I scoffed at the mental image of his head exploding upon hearing such news. “No. though it was tempting. I just kept crying until he yelled at me to get out of his office and not return until I’d learned to control my emotions.”
“Fucker. We should slash his tires before we go.”
“That’s why you’re the only one of us with a criminal record, Ames. You’re so quick to violence.” She threw herself across the bed, laughing. Her ‘criminal record’ was a shoplifting charge she’d taken for a friend who had actually committed the crime. But she wore it with pride, the only hardened criminal in our friend group.
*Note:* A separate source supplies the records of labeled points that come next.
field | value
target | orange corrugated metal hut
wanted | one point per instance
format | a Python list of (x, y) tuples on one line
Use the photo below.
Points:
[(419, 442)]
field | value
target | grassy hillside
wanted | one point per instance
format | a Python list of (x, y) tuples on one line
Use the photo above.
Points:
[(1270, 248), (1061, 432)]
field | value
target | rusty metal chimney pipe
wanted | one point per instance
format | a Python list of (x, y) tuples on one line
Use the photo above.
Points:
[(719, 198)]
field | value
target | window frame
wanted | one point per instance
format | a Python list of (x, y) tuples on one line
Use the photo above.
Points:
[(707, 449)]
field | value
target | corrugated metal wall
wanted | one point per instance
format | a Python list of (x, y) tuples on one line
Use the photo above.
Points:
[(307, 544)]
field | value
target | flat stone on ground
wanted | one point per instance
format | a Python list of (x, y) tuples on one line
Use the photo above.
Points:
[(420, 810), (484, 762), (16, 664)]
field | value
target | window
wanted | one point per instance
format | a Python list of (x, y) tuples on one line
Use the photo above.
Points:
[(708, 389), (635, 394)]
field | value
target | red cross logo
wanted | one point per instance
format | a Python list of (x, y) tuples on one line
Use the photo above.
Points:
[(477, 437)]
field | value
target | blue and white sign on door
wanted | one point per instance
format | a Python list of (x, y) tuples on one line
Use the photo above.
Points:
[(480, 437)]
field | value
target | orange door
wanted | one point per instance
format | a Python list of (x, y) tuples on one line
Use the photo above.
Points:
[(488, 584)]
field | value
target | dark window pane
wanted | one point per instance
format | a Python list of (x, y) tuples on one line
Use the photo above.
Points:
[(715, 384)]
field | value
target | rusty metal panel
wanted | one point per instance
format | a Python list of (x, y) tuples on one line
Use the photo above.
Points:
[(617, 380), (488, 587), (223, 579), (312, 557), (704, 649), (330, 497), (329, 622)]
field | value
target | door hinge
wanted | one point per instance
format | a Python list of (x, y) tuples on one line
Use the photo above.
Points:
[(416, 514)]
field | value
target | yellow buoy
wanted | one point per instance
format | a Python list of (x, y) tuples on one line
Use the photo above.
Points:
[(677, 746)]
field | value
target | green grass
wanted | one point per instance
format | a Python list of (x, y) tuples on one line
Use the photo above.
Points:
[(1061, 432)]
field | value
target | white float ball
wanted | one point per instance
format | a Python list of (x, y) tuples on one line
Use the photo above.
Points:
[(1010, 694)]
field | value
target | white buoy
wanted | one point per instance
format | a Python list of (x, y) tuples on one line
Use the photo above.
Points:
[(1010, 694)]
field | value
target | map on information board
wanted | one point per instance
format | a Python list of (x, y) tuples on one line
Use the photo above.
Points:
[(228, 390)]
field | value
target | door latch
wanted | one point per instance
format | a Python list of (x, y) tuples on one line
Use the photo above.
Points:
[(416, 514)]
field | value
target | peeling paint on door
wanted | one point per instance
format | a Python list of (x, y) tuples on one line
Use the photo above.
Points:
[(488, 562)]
Then again, she’d freed lab bunnies and rats at Columbia, where we’d met as freshman roommates. If she thought someone, or something, was being hurt, she was a tigress. I was just glad she was on my side forever.
2
“All I know, is that I am never going on a road trip with you two again,” Kate bellowed from the end stall at the restroom. “God, you’re so fucking annoying when you’re sad.”
“Okay, so never go on a road trip with us again when I’m grieving my surrogate grandmother, then. Were you even invited?”
She sauntered over to the rusty sink and washed her hands, eyeing me in the mirror. “I don’t mind that you’re sad, asshole. I mind that you’re trying so goddamned hard to be cheerful for us. Don’t bother, you’re a shitty liar.”
I groaned and walked out without a reply. We were only a few miles from my childhood home, and yeah, I’d been a little keyed up for the last couple hundred miles. What did she expect? The things that hadn’t changed were almost as traumatic to see as the things that had with Mammie Blue gone.